Paislee peaked in 2016 with 10,824 total SSA bearers — one of several spelling variants of Paisley, and the one that reads most unambiguously feminine. At rank 643, Paislee has settled below its peak but remains a consistent presence in communities drawn to the nature-adjacent, surname-style naming aesthetic.
The Scottish Town and the Pattern
Paisley — and by extension Paislee — takes its name from Paisley, a town in Renfrewshire, Scotland, though the famous paisley pattern actually originated in Persia and Kashmir and was named for the Scottish town where it was industrially manufactured in the 18th and 19th centuries. The name carries this layered geography: Persian curves, Scottish manufacturing, and a botanical pattern that's been in and out of fashion for centuries. The Scottish connection gives the name a specific heritage anchor even as it operates as a distinctly American girls' name.
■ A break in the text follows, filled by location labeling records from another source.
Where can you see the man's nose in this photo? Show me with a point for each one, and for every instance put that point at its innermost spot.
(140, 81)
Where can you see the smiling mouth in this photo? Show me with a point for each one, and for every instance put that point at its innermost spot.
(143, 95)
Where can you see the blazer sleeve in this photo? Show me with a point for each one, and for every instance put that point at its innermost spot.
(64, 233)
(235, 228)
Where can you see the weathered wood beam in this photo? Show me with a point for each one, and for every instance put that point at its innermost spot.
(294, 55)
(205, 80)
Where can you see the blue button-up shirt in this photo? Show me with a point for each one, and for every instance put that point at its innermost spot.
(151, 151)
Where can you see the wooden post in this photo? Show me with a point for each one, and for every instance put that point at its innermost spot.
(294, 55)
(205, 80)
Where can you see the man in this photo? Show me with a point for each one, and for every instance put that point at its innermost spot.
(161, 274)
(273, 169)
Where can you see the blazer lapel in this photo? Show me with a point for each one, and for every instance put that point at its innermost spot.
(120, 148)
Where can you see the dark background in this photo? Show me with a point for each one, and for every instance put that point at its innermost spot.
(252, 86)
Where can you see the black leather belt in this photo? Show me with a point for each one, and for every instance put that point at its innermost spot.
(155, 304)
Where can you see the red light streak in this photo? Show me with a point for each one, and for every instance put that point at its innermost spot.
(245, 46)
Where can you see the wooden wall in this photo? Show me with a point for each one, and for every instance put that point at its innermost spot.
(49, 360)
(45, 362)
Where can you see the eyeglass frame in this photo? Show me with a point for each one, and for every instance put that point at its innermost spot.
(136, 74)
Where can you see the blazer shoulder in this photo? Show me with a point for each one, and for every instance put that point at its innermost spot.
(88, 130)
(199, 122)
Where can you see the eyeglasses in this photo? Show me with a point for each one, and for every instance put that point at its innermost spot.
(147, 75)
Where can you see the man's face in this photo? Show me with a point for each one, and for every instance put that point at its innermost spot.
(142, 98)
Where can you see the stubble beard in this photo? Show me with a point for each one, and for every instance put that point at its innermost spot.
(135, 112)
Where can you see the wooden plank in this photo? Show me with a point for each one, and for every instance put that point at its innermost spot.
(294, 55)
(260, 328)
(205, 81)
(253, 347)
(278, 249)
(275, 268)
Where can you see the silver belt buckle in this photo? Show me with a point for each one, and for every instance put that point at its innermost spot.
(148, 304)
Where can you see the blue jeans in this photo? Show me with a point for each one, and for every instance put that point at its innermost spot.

The -ee/-ley/-leigh Spelling Question
Paislee is one variant among several: Paisley (the most common), Paisleigh, and Paislee. The -lee ending reads as the most informal and American of the group; the -ley ending is most standard; -leigh is the most formal. Paislee signals a specific aesthetic choice — parents who chose this spelling wanted the warmth of the -ee close over the formality of -ey. Neither choice is wrong, but the spelling affects how the name reads on paper vs. how it sounds in person.
The Sibling Set
Paislee pairs naturally with names in the same warm-vintage register: Kinley, Oakleigh, Emberly, and Clover. These names share a quality of feeling both found and invented, rooted in place names and nature but worn as something personal. The -ee ending creates a visual warmth that -a ending names don't quite match, and Paislee is one of the most established names in this specific aesthetic category.